At the time she and my Aunty had been feeding a tame squirrel in their back yard.
Apparently one day Grampa came home and noticed that his "dandy little pistol" wasn't exactly how he left it.
You can guess the rest. When they were burying the little critter in the back yard, amidst all of the tears, Grampa asked the girls if they were sad. Of course they were. Then he said "imagine how sad we all would be if we had to bury one of you". Then he said " don't ever touch one of my guns without permission again".
As far as I know neither of them ever did.

kungfuhippie
September 7, 2007, 01:58 PM
wheeler44
That story is awesome.

cnorman18
September 7, 2007, 02:51 PM
I was practically born a shooter; my dad gave me my first real gun, a cut-down single-shot .22, when I was seven. I was raised to put the 4 Rules right up there with the 10 Commandments--along with a Rule 5, which is probably the most important one for little boys:

GUNS.

ARE.

NOT.

TOYS.

(That's how my dad said it.)

My friends would come over and see the glass-fronted gun cabinet. (It was kept locked, but I was trusted with the location of the key.) They'd say, "Hey, let's play with your dad's guns!"

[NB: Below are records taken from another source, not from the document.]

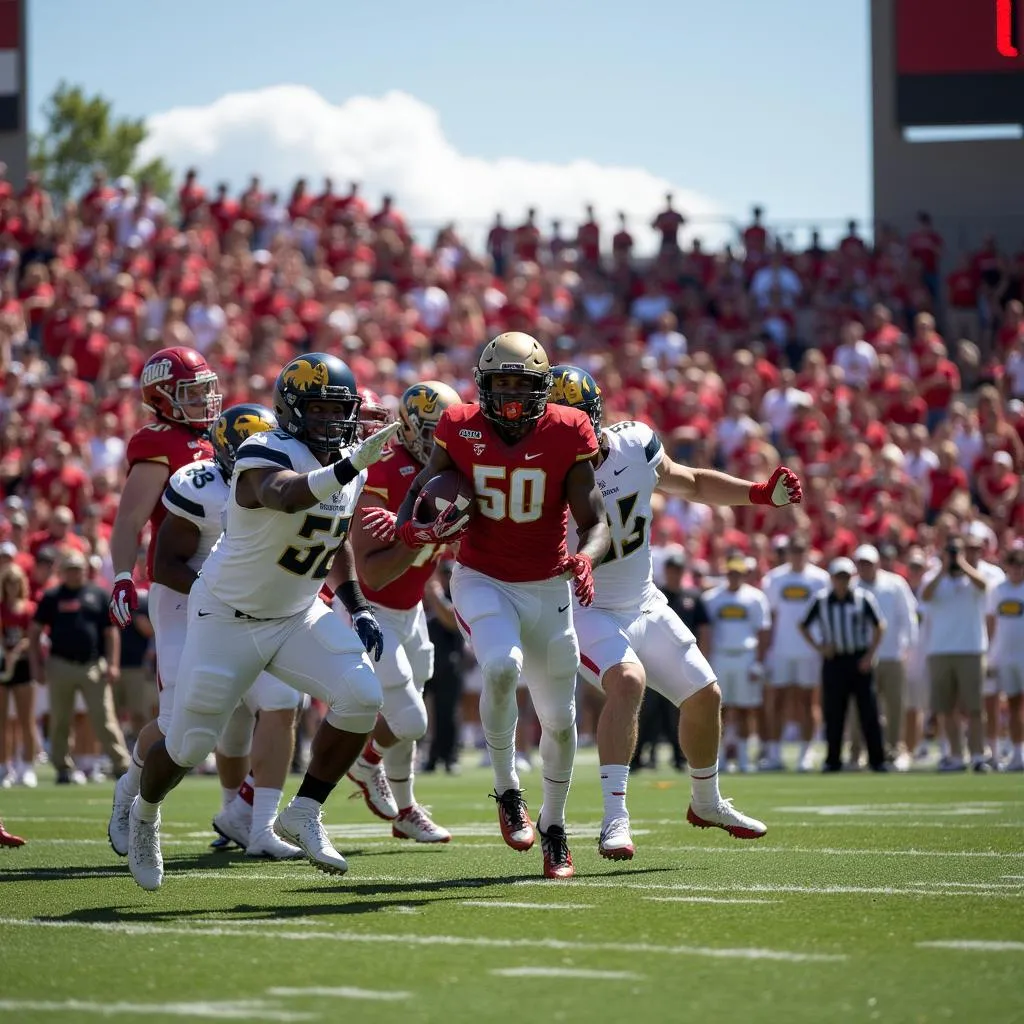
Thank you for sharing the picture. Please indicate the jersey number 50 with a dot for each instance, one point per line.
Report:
(315, 557)
(521, 500)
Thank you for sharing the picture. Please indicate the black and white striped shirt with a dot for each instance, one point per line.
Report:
(847, 624)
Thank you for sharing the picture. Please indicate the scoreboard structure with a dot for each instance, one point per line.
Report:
(958, 61)
(947, 111)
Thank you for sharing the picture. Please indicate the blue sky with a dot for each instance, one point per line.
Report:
(739, 101)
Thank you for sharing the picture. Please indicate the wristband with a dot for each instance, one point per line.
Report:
(323, 482)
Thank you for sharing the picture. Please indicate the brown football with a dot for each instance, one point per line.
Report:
(440, 492)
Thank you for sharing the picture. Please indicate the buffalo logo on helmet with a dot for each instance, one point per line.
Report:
(305, 375)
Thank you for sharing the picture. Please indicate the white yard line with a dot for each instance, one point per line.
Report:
(974, 945)
(406, 939)
(244, 1010)
(342, 992)
(565, 972)
(500, 904)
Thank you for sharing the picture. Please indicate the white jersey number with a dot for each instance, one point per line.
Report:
(314, 557)
(524, 499)
(634, 528)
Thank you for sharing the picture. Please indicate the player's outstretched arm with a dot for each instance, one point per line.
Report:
(709, 486)
(439, 461)
(177, 542)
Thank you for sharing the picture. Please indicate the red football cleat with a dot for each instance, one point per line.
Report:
(6, 839)
(557, 859)
(517, 829)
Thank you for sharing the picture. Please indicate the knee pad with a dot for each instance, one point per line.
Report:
(237, 738)
(408, 719)
(502, 674)
(355, 700)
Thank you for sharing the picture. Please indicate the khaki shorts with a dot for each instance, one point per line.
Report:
(956, 682)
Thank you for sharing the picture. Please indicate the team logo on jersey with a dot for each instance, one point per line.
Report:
(154, 373)
(304, 375)
(732, 611)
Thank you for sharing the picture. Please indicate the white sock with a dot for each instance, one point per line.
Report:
(613, 781)
(398, 762)
(265, 803)
(704, 785)
(146, 811)
(132, 778)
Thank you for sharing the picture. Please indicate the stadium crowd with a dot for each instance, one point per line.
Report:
(888, 374)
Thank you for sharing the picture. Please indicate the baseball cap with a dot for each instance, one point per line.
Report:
(840, 566)
(866, 553)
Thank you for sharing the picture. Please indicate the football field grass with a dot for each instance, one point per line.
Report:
(872, 898)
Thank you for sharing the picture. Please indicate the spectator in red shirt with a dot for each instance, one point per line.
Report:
(669, 223)
(944, 481)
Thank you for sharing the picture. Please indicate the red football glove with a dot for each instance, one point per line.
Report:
(379, 523)
(583, 573)
(124, 600)
(782, 488)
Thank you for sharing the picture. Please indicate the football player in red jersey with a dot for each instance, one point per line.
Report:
(180, 389)
(393, 577)
(529, 463)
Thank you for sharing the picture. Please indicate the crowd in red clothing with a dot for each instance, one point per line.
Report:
(830, 359)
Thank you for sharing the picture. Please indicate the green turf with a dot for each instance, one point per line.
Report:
(790, 937)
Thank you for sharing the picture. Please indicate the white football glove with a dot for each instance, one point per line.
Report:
(371, 451)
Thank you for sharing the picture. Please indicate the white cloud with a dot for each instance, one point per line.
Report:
(395, 143)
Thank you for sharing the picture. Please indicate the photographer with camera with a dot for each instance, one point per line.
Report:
(955, 597)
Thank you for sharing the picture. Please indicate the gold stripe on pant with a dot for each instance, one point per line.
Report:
(64, 679)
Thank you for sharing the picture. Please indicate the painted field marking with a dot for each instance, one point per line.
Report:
(502, 904)
(705, 899)
(341, 992)
(974, 945)
(482, 942)
(565, 972)
(244, 1010)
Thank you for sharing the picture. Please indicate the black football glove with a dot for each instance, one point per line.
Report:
(370, 633)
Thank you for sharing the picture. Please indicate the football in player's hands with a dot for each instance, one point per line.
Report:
(448, 503)
(367, 453)
(781, 488)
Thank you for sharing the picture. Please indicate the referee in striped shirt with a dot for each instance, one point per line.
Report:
(849, 628)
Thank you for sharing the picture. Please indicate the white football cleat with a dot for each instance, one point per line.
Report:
(616, 840)
(727, 817)
(267, 845)
(302, 827)
(144, 859)
(118, 827)
(376, 790)
(414, 822)
(235, 821)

I'd say, "No way, guys. We'll get killed."

"Naw, we won't either! We'll be careful!"

"Don't matter how careful we are. We'll get killed for sure."

"Why?"

"Because my DAD will kill us!"

I had a remarkable quality as a kid; when my dad talked, I listened. I learned that if I didn't, bad things happened. Like my butt would hurt.

I was a middle-school teacher for 26 years, and I know this: there's only one rule when it comes to making sure kids learn something.

"Whatever works."

AndyC
September 7, 2007, 03:09 PM
My dad did the watermelon thing as well, and his attitude towards me and guns was to gun-proof me. He taught me how to check them even if he'd already checked himself, the safety rules, etc - and that I could fondle them all I wanted if I first asked permission to see them and go through all the safety-steps.

It didn't take long for me to get to the stage where "playing with the guns" was no longer a novelty or exciting, and when I had friends over who wanted to see them, I'd just shrug and say "Nah, that's boring stuff" and we'd head off to do something else.